Expression of influenza A and B virus nucleoprotein antigens in baculovirus.

Full-length cDNA clones of the nucleoprotein (NP) genes of influenza A/Ann Arbor/6/60 and B/Ann Arbor/1/86 viruses were constructed from virion RNA and subsequently expressed in Spodoptera frugiperda (Sf9) cells using the baculovirus vector, Autographa californica nuclear polyhedrosis virus. Western blot analysis of lysates prepared from Sf9 cells infected with the recombinant viruses confirmed that the baculovirus-expressed NP antigens were reactive with monoclonal antibodies specific for either type A or B NP and with anti-NP antibodies in human serum samples.

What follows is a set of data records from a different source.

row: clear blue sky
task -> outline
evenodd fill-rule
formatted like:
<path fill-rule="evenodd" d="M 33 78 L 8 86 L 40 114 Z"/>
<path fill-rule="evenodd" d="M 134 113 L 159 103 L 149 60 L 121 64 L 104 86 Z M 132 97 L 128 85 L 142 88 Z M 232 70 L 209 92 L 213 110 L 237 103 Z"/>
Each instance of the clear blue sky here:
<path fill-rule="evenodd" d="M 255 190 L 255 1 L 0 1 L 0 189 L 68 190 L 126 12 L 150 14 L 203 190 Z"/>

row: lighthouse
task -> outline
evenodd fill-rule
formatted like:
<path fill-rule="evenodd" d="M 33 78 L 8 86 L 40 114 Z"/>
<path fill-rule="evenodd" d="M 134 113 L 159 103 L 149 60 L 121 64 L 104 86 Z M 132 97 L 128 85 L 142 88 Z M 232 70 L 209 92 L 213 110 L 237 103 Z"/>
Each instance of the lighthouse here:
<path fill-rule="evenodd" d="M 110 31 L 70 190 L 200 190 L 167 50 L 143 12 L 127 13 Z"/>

Electrophoretic analysis indicated that the expressed NP antigens comigrated with NP purified from influenza A or B virions and that the recombinant NP antigens represented greater than 10% of total protein in infected cells. Dilutions of clarified Sf9 cell lysates were used as antigens in a standard enzyme immunoassay to detect serum antibody specific for influenza A or B viruses. The results from assays using the baculovirus-expressed NP antigens showed good correlation with the results obtained using bacterially expressed NP antigen as well as complement fixation. Therefore, baculovirus-expressed NP antigens have the potential to be used to develop reproducible and routine assays for the serodiagnosis of influenza virus infections as an alternative to the complement fixation or haemagglutination inhibition tests.

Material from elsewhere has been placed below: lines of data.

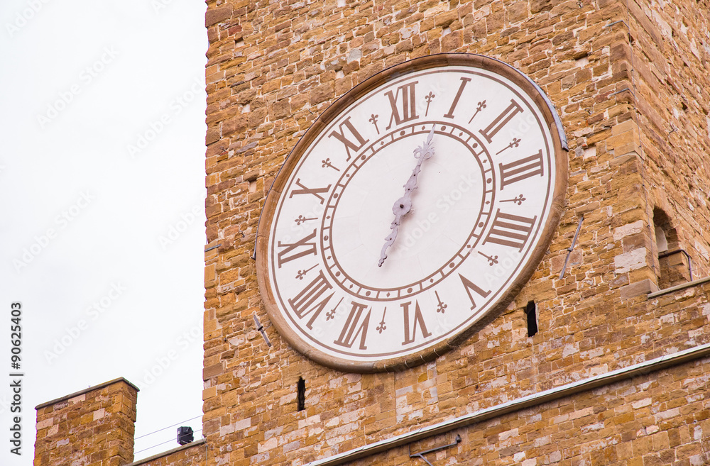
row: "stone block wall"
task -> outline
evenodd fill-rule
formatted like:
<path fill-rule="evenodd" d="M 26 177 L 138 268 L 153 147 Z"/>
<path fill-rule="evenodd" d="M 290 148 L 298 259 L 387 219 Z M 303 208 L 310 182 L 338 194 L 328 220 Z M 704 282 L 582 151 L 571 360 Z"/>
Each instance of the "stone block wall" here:
<path fill-rule="evenodd" d="M 133 461 L 138 388 L 123 378 L 37 406 L 35 466 Z"/>
<path fill-rule="evenodd" d="M 630 0 L 628 8 L 628 27 L 618 27 L 629 33 L 622 53 L 633 70 L 629 84 L 638 109 L 649 208 L 670 217 L 679 247 L 692 257 L 694 278 L 706 277 L 710 274 L 710 6 Z M 687 258 L 671 260 L 685 261 L 687 272 Z"/>
<path fill-rule="evenodd" d="M 707 199 L 710 151 L 703 116 L 710 83 L 706 68 L 696 60 L 700 45 L 707 43 L 706 2 L 207 4 L 206 228 L 212 249 L 205 253 L 203 433 L 214 464 L 302 465 L 710 343 L 706 284 L 647 296 L 659 286 L 655 208 L 662 206 L 674 219 L 686 248 L 692 245 L 700 256 L 708 248 L 708 213 L 700 206 L 701 192 Z M 693 8 L 704 16 L 691 14 Z M 693 18 L 684 27 L 694 32 L 687 40 L 672 34 L 675 48 L 649 38 L 664 37 L 659 18 L 682 24 L 686 13 Z M 324 368 L 295 352 L 269 326 L 251 257 L 261 209 L 290 149 L 337 97 L 390 65 L 442 52 L 498 58 L 547 94 L 569 143 L 566 211 L 548 254 L 518 296 L 459 348 L 393 373 Z M 676 77 L 643 74 L 644 66 L 661 67 L 661 57 L 675 64 L 668 76 Z M 670 93 L 677 88 L 695 96 L 695 106 L 687 104 L 697 111 L 692 119 L 664 110 L 676 101 Z M 668 144 L 668 150 L 663 138 L 654 135 L 662 124 L 679 128 L 670 135 L 670 140 L 678 138 L 676 145 Z M 685 166 L 674 169 L 678 164 Z M 689 199 L 699 203 L 692 204 L 695 211 L 686 205 Z M 524 312 L 530 301 L 537 305 L 540 328 L 532 338 Z M 252 314 L 265 324 L 272 347 L 256 331 Z M 459 462 L 477 464 L 471 462 L 485 452 L 498 462 L 493 464 L 662 464 L 670 455 L 663 452 L 670 449 L 681 464 L 696 464 L 706 457 L 697 455 L 708 452 L 706 435 L 694 430 L 703 419 L 679 406 L 684 399 L 707 409 L 701 375 L 706 364 L 689 372 L 667 370 L 678 387 L 672 396 L 664 394 L 671 382 L 658 374 L 487 421 L 467 431 Z M 300 377 L 307 389 L 302 411 L 297 409 Z M 635 396 L 650 389 L 647 383 L 652 394 L 643 398 L 650 401 L 639 405 L 646 411 L 638 411 L 637 419 L 634 404 L 641 399 Z M 673 406 L 667 408 L 670 399 Z M 653 416 L 676 407 L 672 422 L 679 430 L 671 434 L 658 423 L 665 418 Z M 579 416 L 564 417 L 578 411 Z M 613 443 L 605 440 L 608 429 L 616 438 Z M 522 449 L 513 451 L 518 434 L 525 440 Z M 564 451 L 557 445 L 563 442 L 569 443 Z M 526 448 L 534 451 L 521 456 Z M 378 461 L 408 463 L 405 453 L 395 449 Z M 449 457 L 441 455 L 442 461 Z"/>
<path fill-rule="evenodd" d="M 132 462 L 138 391 L 120 377 L 38 406 L 34 466 L 205 465 L 202 440 Z"/>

Production of the M2 protein of influenza A virus in insect cells is enhanced in the presence of amantadine

Recombinant baculoviruses that express the M2 protein from the genes of either the amantadine-sensitive, influenza A/Ann Arbor/6/60 virus or a laboratory-derived, amantadine-resistant mutant of this virus were constructed. Addition of amantadine or rimantadine at 2 micrograms/ml to cultures of Sf9 cells infected with the recombinant baculoviruses increased the yield of the M2 protein from the amantadine-sensitive virus approximately 10-fold, but did not increase the yield of the M2 protein from the amantadine-resistant virus. Flow cytometry demonstrated that the increased production of M2 in the presence of amantadine resulted in increased cell surface expression of the M2 protein. Pulse-chase experiments indicated that whereas the rate of synthesis of the M2 protein increased in the presence of amantadine, the M2 protein was stable in both the presence and absence of amantadine. Addition of amantadine to Sf9 cells as late as 72 h after infection with the recombinant virus increased the production of M2 protein. These data suggest that the M2 protein exerts some biological activity in Sf9 cells.

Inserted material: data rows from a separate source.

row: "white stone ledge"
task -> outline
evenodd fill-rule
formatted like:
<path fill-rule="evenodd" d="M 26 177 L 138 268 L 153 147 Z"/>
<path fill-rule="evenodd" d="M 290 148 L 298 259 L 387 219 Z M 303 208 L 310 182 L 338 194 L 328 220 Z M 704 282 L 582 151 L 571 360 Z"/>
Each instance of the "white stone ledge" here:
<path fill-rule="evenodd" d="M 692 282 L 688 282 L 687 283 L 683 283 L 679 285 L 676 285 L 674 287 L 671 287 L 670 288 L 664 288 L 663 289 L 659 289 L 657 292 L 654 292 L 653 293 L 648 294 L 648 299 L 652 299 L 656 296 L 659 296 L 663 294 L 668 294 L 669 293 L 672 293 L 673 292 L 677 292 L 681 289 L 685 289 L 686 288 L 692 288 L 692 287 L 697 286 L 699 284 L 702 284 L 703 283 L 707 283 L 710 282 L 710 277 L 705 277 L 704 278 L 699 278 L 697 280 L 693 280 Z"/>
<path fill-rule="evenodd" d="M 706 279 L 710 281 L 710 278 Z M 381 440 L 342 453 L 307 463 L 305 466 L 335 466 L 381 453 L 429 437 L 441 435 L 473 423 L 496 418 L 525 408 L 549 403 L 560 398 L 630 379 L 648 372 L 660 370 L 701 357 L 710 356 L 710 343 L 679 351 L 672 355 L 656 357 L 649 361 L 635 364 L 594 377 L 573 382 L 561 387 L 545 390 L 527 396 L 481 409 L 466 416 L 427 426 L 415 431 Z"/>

Comparison of inactivated, live and recombinant DNA vaccines against influenza virus in a mouse model

The protective efficacy of influenza hemagglutinin expressed from recombinant vaccinia virus was compared with that induced by inactivated or infectious influenza vaccines. Intraperitoneal and intranasal routes of vaccination were compared. All the vaccines except the intranasally administered, inactivated vaccine induced detectable levels of neutralizing and hemagglutination-inhibiting antibodies in the serum of mice at 28 days postvaccination. Immunization with any of the intranasally administered vaccines reduced the amount of influenza virus nucleoprotein antigen in lungs after challenge with a homologous, mouse-adapted strain of influenza virus. Intraperitoneally administered vaccines failed to provide such protection. These results indicated that the route of vaccine administration may be the most critical factor for inducing protective immunity. The results also showed that in this mouse model a recombinant DNA-based vaccine could provide protection equivalent to that provided by conventional attenuated and inactivated influenza vaccines.